I know exactly what you mean. When Conner was out in the field for the first time last year, it was so cool to see those instincts come out. And when he had to put up his first hunt for the bird that day, I was in total awe. For that five year old dog that had never experienced retrieving anything but a dumbbell and gloves, that was total instinct coming out.


----------



## GoldenSail (Dec 30, 2008)

If you were to write a book about Tito--well, I think it would become a bestseller and he isn't even done yet!


----------



## paula bedard (Feb 5, 2008)

More congratulations are in order for you and Tito! You've kept us so informed that I feel like I'm right there with you, so Thanks! I'm not surprised that he's surpassing expectations though, it seems to be his calling. 

May I ask about his siblings? Are any of his siblings showing the same outstanding traits? I hope you are considering breeding him, the Golden world needs more like him.
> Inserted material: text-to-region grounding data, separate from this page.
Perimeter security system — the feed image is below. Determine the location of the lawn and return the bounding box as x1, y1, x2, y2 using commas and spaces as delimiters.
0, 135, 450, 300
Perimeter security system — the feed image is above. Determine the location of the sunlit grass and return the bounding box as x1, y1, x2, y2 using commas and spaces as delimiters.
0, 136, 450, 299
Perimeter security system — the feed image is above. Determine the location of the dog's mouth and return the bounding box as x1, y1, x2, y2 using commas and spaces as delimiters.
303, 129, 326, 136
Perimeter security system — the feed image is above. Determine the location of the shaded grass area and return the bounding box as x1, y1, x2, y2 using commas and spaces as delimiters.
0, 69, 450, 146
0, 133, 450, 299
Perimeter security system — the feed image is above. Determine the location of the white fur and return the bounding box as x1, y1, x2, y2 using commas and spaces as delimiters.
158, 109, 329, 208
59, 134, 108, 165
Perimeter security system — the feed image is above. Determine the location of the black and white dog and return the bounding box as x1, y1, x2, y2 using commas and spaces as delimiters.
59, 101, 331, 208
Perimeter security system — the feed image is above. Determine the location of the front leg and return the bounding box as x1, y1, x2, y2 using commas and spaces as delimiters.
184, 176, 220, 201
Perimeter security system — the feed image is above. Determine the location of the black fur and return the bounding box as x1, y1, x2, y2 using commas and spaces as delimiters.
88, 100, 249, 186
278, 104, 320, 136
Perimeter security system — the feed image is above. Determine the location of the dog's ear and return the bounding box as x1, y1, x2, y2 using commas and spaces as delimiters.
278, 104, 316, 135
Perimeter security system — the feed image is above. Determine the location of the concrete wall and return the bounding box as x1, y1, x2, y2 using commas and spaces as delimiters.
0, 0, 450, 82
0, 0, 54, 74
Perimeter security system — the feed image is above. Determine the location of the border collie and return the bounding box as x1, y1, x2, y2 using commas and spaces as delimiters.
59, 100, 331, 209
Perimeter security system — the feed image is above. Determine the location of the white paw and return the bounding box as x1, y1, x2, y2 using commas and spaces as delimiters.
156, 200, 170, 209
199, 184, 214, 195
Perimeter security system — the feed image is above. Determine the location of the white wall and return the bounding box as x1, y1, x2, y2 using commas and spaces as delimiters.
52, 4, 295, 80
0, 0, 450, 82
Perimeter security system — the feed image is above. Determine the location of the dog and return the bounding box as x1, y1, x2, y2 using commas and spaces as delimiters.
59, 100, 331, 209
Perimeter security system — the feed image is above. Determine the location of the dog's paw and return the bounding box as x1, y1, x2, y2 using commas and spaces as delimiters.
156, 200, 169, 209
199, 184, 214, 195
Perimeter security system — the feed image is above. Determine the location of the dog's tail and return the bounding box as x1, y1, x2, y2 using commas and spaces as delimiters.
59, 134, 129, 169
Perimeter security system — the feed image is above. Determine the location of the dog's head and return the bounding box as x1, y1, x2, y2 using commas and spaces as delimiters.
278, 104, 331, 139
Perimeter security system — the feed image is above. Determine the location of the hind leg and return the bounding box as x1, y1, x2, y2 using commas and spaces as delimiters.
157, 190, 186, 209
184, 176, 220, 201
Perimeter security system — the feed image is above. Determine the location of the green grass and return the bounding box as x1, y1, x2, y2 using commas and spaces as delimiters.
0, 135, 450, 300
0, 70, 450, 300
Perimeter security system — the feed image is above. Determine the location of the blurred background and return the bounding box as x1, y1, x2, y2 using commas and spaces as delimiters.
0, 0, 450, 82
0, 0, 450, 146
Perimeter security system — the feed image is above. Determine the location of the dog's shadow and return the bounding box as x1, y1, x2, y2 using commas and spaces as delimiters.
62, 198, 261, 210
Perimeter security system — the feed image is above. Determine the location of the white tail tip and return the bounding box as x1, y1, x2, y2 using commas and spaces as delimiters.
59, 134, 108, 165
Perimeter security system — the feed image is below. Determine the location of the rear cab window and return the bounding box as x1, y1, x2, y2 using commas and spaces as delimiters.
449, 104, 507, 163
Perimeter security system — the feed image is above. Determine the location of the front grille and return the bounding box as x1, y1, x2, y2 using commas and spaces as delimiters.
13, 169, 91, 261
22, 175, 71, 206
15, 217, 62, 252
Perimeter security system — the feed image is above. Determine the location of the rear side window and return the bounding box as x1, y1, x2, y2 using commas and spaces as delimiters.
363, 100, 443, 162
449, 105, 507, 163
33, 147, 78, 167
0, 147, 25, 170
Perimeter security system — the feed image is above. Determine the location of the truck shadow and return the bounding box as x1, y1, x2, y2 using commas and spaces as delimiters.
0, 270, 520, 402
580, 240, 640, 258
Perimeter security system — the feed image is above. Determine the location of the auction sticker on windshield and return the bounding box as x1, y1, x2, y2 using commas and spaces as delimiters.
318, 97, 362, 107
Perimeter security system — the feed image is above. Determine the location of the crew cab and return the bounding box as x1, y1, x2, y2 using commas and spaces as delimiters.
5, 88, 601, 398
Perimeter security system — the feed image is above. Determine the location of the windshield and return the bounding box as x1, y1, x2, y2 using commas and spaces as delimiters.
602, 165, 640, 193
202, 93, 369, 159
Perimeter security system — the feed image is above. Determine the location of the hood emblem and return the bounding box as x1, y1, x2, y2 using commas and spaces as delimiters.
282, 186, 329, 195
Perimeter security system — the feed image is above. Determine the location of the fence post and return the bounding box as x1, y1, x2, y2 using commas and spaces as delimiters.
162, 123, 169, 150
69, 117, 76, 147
> If you were to write a book about Tito--well, I think it would become a bestseller and he isn't even done yet!


Actually, He's just beginning!


----------



## hotel4dogs (Sep 29, 2008)

Unfortunately, I don't know much about his siblings. I do board one of his brothers, but he is in a strictly pet home so it's hard to say. He has the same "heart of gold" temperament, but has NO training, not even basic manners....so I don't know if he's smart or trainable at all. He is, however, a very nice dog from a conformation point of view, similar to Tito but with a little more leg. 
All I know is that both of his sisters (2 girls, 9 boys in the litter) passed their clearances. That's about it.
His breeder sells to pet homes, with an occasional obedience home but not what I would consider a "performance dog" breeder.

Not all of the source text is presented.